Example regulations that small businesses many encounter include:

  • Health Insurance Portability & Accountability Act (HIPAA) – governs the transmission of personally identifiable patient health information;
  • Sarbanes-Oxley Act (S-OX) – requires that companies establish internal controls to accurately gather, process and report financial information;
  • Gramm-Leach-Bliley Act (GLBA) – demands that companies implement policy and technologies to ensure the security and confidentiality of customer records when transmitted and in storage;
  • Payment Card Information Security Standards (PCI) – mandates the secure transmission of cardholder data.

2. Identify What Needs Protecting and Set Protocols

Depending on the regulations your company is subject to, identify data that is deemed confidential — credit card numbers, electronic health records or personally identifiable information — being sent via email.

Also, decide who should have access to send and receive such information. Then, set policies that you can enforce through the use of technology to encrypt, archive or even block transmission of email content based on users, user groups, keywords and other means of identifying transmitted data as sensitive.

3. Track Data Leaks and Losses

Once you understand what types of data users are sending via email, track to determine if loss is occurring and in what ways.

Are breaches taking place inside the business or within a particular group of users? Are file attachments being leaked? Set additional policies to address your core vulnerabilities.

4. Identify What You Need to Enforce Policy

Having the right solution to enforce your policy is just as important as the policy itself. To satisfy regulatory requirements, several solutions may be necessary to ensure email compliance.

Some solutions that organizations can implement include encryption, data leak prevention (DLP), archiving of emails and anti-virus protection.
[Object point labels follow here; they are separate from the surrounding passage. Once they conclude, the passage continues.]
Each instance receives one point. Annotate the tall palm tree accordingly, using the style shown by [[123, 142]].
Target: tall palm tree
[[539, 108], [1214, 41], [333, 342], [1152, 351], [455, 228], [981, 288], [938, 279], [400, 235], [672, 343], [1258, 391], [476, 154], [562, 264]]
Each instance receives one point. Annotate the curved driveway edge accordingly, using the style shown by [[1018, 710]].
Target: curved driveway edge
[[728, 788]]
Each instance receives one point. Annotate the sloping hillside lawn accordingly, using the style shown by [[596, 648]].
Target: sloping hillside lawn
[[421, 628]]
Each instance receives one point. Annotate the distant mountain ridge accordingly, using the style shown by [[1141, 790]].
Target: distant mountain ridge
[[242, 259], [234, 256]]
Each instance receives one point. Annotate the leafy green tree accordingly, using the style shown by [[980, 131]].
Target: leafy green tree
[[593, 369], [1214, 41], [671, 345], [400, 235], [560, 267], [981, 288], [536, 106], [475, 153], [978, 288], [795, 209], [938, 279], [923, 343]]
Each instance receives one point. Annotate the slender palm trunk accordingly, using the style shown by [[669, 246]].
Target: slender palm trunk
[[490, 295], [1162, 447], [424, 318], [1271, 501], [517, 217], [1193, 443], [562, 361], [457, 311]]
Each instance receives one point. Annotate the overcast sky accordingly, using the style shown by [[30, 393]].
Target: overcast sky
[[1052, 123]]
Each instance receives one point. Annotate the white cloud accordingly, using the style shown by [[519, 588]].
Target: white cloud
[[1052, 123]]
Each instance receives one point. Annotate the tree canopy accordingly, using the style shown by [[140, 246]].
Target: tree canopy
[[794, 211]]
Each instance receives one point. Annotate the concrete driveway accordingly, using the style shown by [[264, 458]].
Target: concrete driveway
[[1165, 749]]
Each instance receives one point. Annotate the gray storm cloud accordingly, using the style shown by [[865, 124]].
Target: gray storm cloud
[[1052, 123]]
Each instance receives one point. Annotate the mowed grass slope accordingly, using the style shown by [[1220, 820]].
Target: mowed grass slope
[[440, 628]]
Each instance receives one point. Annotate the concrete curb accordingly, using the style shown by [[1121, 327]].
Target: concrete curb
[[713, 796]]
5. Educate Users and Employees

An effective email compliance policy will focus on user education and policy enforcement for acceptable use.

As unintentional human error remains the most common cause of data breaches, many regulations require the training of users on behaviors that could potentially lead to such violations.

Users and employees will be less likely to let their guard down and make mistakes when they understand proper workplace email usage and the consequences of non-compliance and are comfortable using appropriate technologies.

While no “one-size-fits-all” plan can help small businesses comply with every regulation, following these five steps can help your business develop an effective email compliance policy that safeguards security standards.